Auch in einigen Läden des drittgrößten deutschen Discounters Plus gab es Engpässe, bestätigte eine Sprecherin der Tengelmann-Tochter. Die Handelskette Globus rechnet spätestens von Montag an mit Versorgungslücken.
Am Dienstag zeigte sich auch Edeka offen für Verhandlungen über einen höheren Milchpreis. «Generell sind wir zu Gesprächen bereit, auf der Grundlage marktwirtschaftlicher Gesetze», sagte Edeka- Sprecher Lüders. Der Verband Deutscher
Milchviehhalter (
BDM) wollte den Lieferboykott dennoch fortsetzen und trat Berichten über ein Ende des Lieferstopps entgegen. Derzeit blieben etwa 80 Prozent der Milch auf den Höfen, rund 70 Prozent der Milchbauern beteiligen sich laut BDM. Am Montagabend hatten sich Vertreter der Bauern und des Handels zu einem ersten Gespräch getroffen. «Die Molkereien müssen jetzt auf die einzelnen Handelsunternehmen zugehen», hatte Bauernverbands- Sprecher Michael Lohse im Anschluss gesagt. Weitere Stellungnahmen lehnten die Verbände ab.

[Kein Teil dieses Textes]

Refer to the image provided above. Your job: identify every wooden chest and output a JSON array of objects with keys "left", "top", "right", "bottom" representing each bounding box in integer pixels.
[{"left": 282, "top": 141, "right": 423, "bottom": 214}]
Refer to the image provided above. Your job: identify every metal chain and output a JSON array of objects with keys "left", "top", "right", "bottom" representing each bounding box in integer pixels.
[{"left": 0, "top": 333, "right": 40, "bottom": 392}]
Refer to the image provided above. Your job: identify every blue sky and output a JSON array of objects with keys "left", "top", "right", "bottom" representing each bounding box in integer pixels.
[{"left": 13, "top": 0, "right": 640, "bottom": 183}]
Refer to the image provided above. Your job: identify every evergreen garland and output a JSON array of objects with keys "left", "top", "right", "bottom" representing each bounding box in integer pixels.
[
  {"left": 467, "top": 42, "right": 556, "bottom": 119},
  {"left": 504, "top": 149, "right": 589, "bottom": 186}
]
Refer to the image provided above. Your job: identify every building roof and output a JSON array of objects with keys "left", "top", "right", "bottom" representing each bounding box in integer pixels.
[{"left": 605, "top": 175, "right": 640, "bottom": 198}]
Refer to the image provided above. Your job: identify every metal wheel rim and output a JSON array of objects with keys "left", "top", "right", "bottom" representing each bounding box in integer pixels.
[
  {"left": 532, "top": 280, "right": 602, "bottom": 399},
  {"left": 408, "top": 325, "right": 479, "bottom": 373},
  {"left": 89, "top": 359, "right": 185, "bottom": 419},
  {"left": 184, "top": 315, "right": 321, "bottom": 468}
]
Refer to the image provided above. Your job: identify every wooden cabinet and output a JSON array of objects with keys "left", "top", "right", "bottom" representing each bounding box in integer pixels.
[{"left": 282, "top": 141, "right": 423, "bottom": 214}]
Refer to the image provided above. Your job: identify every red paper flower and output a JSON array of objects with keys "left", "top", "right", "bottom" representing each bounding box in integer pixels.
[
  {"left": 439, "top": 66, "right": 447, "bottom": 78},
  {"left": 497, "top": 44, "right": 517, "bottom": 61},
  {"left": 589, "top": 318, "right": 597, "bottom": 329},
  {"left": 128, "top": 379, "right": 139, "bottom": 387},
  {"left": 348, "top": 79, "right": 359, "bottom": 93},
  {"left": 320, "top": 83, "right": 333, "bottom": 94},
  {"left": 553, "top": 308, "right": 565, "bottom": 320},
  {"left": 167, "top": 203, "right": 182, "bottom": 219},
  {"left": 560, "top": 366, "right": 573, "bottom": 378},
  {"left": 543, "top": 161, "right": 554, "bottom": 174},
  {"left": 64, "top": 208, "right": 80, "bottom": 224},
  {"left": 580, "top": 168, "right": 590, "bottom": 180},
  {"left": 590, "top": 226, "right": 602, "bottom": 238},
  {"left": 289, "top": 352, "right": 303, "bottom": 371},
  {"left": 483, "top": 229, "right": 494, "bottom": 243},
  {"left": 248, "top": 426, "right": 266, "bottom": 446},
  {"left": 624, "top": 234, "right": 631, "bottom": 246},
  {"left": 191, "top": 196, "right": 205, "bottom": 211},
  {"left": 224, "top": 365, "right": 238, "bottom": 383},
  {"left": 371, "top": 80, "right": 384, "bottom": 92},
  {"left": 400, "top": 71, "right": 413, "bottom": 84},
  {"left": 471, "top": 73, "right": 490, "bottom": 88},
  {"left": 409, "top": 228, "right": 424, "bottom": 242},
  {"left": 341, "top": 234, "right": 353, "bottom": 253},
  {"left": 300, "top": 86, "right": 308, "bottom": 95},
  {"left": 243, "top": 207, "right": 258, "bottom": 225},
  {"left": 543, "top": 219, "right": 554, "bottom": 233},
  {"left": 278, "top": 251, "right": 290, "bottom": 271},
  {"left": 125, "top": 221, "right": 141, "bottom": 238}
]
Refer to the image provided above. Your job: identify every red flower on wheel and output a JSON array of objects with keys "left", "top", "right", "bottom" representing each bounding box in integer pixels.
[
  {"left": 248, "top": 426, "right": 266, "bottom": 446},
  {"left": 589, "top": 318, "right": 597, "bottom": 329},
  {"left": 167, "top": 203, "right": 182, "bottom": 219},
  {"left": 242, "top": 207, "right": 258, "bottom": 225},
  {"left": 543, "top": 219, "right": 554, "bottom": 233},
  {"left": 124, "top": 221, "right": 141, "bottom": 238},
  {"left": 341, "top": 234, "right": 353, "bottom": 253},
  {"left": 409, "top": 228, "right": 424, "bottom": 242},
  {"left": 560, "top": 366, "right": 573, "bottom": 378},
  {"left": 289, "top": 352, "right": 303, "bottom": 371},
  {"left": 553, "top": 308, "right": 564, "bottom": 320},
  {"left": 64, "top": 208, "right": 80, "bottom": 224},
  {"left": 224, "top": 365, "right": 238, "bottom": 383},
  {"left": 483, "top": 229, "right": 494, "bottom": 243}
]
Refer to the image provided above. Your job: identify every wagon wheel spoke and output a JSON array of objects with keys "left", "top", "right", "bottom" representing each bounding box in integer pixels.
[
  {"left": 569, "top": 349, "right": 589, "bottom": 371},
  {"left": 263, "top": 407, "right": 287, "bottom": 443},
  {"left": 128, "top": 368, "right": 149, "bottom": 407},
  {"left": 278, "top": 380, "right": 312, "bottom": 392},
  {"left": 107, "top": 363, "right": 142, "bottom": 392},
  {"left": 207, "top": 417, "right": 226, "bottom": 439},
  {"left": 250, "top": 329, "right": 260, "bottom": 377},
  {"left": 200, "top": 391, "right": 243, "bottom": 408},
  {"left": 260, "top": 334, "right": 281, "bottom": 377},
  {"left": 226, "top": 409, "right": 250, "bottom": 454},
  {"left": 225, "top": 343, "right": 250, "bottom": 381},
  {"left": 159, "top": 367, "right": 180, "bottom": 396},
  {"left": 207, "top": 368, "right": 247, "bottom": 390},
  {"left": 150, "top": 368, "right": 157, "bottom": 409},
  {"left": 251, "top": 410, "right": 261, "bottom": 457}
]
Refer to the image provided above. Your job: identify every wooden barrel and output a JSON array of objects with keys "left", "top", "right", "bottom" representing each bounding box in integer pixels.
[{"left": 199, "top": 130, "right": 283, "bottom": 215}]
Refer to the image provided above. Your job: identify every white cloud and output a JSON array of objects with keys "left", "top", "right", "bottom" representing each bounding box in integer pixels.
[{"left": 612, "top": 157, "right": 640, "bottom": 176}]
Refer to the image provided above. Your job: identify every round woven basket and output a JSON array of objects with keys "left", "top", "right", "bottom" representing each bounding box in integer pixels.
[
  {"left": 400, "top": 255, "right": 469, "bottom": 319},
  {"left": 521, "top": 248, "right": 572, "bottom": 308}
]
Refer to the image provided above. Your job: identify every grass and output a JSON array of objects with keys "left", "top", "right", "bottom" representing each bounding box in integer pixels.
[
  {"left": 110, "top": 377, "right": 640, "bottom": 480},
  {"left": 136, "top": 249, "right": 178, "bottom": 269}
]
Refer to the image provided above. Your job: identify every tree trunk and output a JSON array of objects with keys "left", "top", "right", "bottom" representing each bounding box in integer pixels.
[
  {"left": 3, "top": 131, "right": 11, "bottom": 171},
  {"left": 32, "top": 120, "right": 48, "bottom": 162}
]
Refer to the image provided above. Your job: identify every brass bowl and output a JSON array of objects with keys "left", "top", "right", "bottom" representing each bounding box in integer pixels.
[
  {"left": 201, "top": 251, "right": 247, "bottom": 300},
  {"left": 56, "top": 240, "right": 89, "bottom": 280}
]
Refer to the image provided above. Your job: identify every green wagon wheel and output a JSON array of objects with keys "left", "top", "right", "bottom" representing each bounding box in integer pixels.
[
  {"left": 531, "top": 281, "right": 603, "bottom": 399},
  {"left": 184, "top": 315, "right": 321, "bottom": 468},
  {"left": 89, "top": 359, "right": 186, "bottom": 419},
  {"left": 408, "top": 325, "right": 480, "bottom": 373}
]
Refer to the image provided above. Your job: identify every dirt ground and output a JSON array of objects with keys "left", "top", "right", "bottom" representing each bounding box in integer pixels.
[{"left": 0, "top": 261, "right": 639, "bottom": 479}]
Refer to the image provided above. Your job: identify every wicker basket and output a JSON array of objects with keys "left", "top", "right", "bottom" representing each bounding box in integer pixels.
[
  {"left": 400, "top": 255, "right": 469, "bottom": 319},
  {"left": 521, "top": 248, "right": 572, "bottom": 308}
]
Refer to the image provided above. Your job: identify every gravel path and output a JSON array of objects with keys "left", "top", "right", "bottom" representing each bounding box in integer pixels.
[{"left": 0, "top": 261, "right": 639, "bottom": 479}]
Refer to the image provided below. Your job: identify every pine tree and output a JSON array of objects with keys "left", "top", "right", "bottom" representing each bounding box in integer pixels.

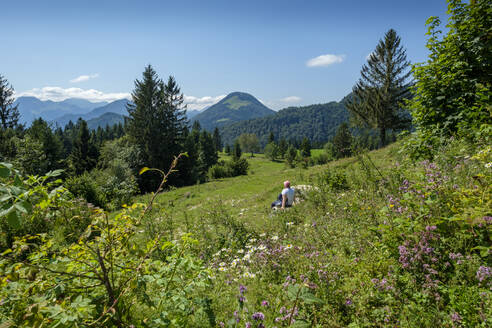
[
  {"left": 333, "top": 122, "right": 353, "bottom": 159},
  {"left": 70, "top": 119, "right": 98, "bottom": 174},
  {"left": 233, "top": 140, "right": 242, "bottom": 160},
  {"left": 126, "top": 65, "right": 187, "bottom": 190},
  {"left": 285, "top": 145, "right": 297, "bottom": 168},
  {"left": 346, "top": 29, "right": 412, "bottom": 146},
  {"left": 268, "top": 132, "right": 275, "bottom": 144},
  {"left": 225, "top": 144, "right": 231, "bottom": 155},
  {"left": 278, "top": 138, "right": 288, "bottom": 158},
  {"left": 28, "top": 118, "right": 64, "bottom": 171},
  {"left": 213, "top": 127, "right": 222, "bottom": 152},
  {"left": 300, "top": 137, "right": 311, "bottom": 158},
  {"left": 0, "top": 74, "right": 20, "bottom": 130}
]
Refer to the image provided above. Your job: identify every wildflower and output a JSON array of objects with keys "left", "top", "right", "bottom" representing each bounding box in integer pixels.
[
  {"left": 485, "top": 162, "right": 492, "bottom": 168},
  {"left": 450, "top": 312, "right": 462, "bottom": 322},
  {"left": 286, "top": 222, "right": 294, "bottom": 226},
  {"left": 261, "top": 300, "right": 269, "bottom": 307},
  {"left": 234, "top": 311, "right": 240, "bottom": 323},
  {"left": 476, "top": 266, "right": 491, "bottom": 284},
  {"left": 271, "top": 235, "right": 279, "bottom": 241},
  {"left": 345, "top": 299, "right": 352, "bottom": 306},
  {"left": 245, "top": 322, "right": 252, "bottom": 328},
  {"left": 219, "top": 267, "right": 227, "bottom": 272},
  {"left": 285, "top": 244, "right": 293, "bottom": 250},
  {"left": 239, "top": 284, "right": 247, "bottom": 294},
  {"left": 426, "top": 225, "right": 437, "bottom": 231},
  {"left": 237, "top": 249, "right": 245, "bottom": 254},
  {"left": 252, "top": 312, "right": 265, "bottom": 321}
]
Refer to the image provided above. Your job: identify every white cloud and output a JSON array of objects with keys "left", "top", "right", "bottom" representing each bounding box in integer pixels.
[
  {"left": 280, "top": 96, "right": 301, "bottom": 103},
  {"left": 184, "top": 94, "right": 226, "bottom": 110},
  {"left": 16, "top": 86, "right": 226, "bottom": 110},
  {"left": 306, "top": 54, "right": 345, "bottom": 67},
  {"left": 70, "top": 73, "right": 99, "bottom": 83},
  {"left": 16, "top": 86, "right": 130, "bottom": 103}
]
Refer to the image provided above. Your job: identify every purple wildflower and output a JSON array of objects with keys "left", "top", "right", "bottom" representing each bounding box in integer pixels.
[
  {"left": 345, "top": 299, "right": 352, "bottom": 306},
  {"left": 476, "top": 266, "right": 491, "bottom": 284},
  {"left": 252, "top": 312, "right": 265, "bottom": 321},
  {"left": 239, "top": 284, "right": 247, "bottom": 294},
  {"left": 450, "top": 312, "right": 461, "bottom": 322},
  {"left": 261, "top": 300, "right": 269, "bottom": 307}
]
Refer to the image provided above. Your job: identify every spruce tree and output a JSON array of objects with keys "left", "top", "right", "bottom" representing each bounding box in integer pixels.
[
  {"left": 126, "top": 65, "right": 187, "bottom": 190},
  {"left": 346, "top": 29, "right": 411, "bottom": 146},
  {"left": 213, "top": 127, "right": 222, "bottom": 152},
  {"left": 70, "top": 119, "right": 98, "bottom": 174},
  {"left": 233, "top": 140, "right": 242, "bottom": 160},
  {"left": 0, "top": 74, "right": 20, "bottom": 130},
  {"left": 28, "top": 118, "right": 64, "bottom": 171},
  {"left": 333, "top": 123, "right": 353, "bottom": 159},
  {"left": 300, "top": 137, "right": 311, "bottom": 158}
]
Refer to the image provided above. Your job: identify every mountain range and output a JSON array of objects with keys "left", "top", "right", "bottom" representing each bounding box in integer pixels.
[{"left": 191, "top": 92, "right": 275, "bottom": 130}]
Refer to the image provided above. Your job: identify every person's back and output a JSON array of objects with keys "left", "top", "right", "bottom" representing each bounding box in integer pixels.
[{"left": 281, "top": 187, "right": 295, "bottom": 206}]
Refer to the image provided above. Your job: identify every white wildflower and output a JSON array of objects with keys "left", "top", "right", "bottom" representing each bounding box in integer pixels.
[{"left": 485, "top": 162, "right": 492, "bottom": 168}]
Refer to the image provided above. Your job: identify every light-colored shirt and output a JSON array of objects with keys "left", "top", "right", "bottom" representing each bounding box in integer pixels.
[{"left": 281, "top": 187, "right": 295, "bottom": 206}]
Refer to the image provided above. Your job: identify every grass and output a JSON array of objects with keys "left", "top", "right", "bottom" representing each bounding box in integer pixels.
[{"left": 138, "top": 144, "right": 400, "bottom": 231}]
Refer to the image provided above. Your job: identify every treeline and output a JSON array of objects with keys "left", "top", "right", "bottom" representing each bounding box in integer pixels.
[
  {"left": 0, "top": 67, "right": 249, "bottom": 209},
  {"left": 219, "top": 101, "right": 349, "bottom": 147}
]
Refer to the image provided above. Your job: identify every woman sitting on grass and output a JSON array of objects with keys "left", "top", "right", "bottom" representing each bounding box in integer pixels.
[{"left": 271, "top": 180, "right": 295, "bottom": 209}]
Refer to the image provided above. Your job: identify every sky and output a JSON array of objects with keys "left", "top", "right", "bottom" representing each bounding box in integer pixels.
[{"left": 2, "top": 0, "right": 450, "bottom": 110}]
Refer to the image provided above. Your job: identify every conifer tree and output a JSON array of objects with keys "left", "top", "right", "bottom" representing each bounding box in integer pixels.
[
  {"left": 333, "top": 122, "right": 353, "bottom": 159},
  {"left": 70, "top": 119, "right": 98, "bottom": 174},
  {"left": 126, "top": 65, "right": 187, "bottom": 190},
  {"left": 300, "top": 137, "right": 311, "bottom": 158},
  {"left": 233, "top": 140, "right": 242, "bottom": 160},
  {"left": 346, "top": 29, "right": 411, "bottom": 146},
  {"left": 268, "top": 132, "right": 275, "bottom": 144},
  {"left": 213, "top": 127, "right": 222, "bottom": 152},
  {"left": 0, "top": 74, "right": 20, "bottom": 130},
  {"left": 28, "top": 118, "right": 64, "bottom": 171}
]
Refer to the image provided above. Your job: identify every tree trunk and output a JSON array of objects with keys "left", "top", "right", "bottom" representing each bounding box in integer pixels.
[{"left": 379, "top": 127, "right": 386, "bottom": 148}]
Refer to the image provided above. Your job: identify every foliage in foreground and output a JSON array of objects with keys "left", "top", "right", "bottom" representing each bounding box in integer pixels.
[{"left": 1, "top": 138, "right": 490, "bottom": 327}]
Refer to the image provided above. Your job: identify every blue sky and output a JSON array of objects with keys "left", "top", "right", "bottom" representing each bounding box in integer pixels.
[{"left": 2, "top": 0, "right": 449, "bottom": 110}]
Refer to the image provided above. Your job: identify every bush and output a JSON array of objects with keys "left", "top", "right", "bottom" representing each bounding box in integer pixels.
[
  {"left": 65, "top": 161, "right": 138, "bottom": 210},
  {"left": 319, "top": 168, "right": 350, "bottom": 191},
  {"left": 208, "top": 158, "right": 249, "bottom": 179}
]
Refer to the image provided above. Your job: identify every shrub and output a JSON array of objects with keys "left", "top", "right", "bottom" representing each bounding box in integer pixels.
[{"left": 208, "top": 158, "right": 249, "bottom": 180}]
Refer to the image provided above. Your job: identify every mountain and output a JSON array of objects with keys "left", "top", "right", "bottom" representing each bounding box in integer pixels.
[
  {"left": 14, "top": 97, "right": 108, "bottom": 125},
  {"left": 52, "top": 99, "right": 130, "bottom": 127},
  {"left": 192, "top": 92, "right": 275, "bottom": 130},
  {"left": 219, "top": 100, "right": 349, "bottom": 146},
  {"left": 87, "top": 112, "right": 125, "bottom": 130}
]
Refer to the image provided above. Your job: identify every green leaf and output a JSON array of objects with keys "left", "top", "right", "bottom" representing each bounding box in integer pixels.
[
  {"left": 287, "top": 284, "right": 300, "bottom": 300},
  {"left": 0, "top": 165, "right": 10, "bottom": 178},
  {"left": 14, "top": 203, "right": 28, "bottom": 214},
  {"left": 139, "top": 167, "right": 150, "bottom": 175},
  {"left": 6, "top": 210, "right": 21, "bottom": 229},
  {"left": 46, "top": 169, "right": 64, "bottom": 177},
  {"left": 300, "top": 292, "right": 324, "bottom": 304}
]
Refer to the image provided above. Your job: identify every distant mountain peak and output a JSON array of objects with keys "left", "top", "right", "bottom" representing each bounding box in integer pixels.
[{"left": 192, "top": 92, "right": 274, "bottom": 130}]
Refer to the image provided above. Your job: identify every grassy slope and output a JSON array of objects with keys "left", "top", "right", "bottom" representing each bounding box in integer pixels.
[{"left": 138, "top": 144, "right": 399, "bottom": 231}]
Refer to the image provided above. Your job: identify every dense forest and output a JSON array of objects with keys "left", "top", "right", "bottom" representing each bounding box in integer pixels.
[{"left": 220, "top": 100, "right": 349, "bottom": 147}]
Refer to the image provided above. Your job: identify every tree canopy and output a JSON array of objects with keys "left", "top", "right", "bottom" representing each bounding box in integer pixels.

Die Milchindustrie droht den Bauern nun mit Klagen. «Die Boykotte sind illegal. Und Illegales muss man mit dem Gesetz bekämpfen», sagte Eberhard Hetzner, Geschäftsführer des Milchindustrie-Verbandes, der «Westdeutschen Allgemeinen Zeitung». Der Verband werde seinen Mitgliedern empfehlen, juristisch gegen Boykotte vorzugehen.
Die Agrar- und Verbraucherpolitiker der CDU/CSU-Bundestagsfraktion forderten die Bauern auf, die Barrikaden zu beenden. In Tankwagen vergammelnde Milch sei «absolut nicht zu akzeptieren», kritisierte der Agrarsprecher der Unionsfraktion, Peter Bleser. Der Deutsche
Bauernverband (
DBV) wandte sich ebenfalls gegen illegale Aktionen. Das Demonstrationsrecht müsse eingehalten werden, sagte DBV-Sprecher Michael Lohse. Die deutschen Bauern boykottieren seit einer Woche die Molkereien, um einen Milchpreis von 43 Cent zu erzwingen.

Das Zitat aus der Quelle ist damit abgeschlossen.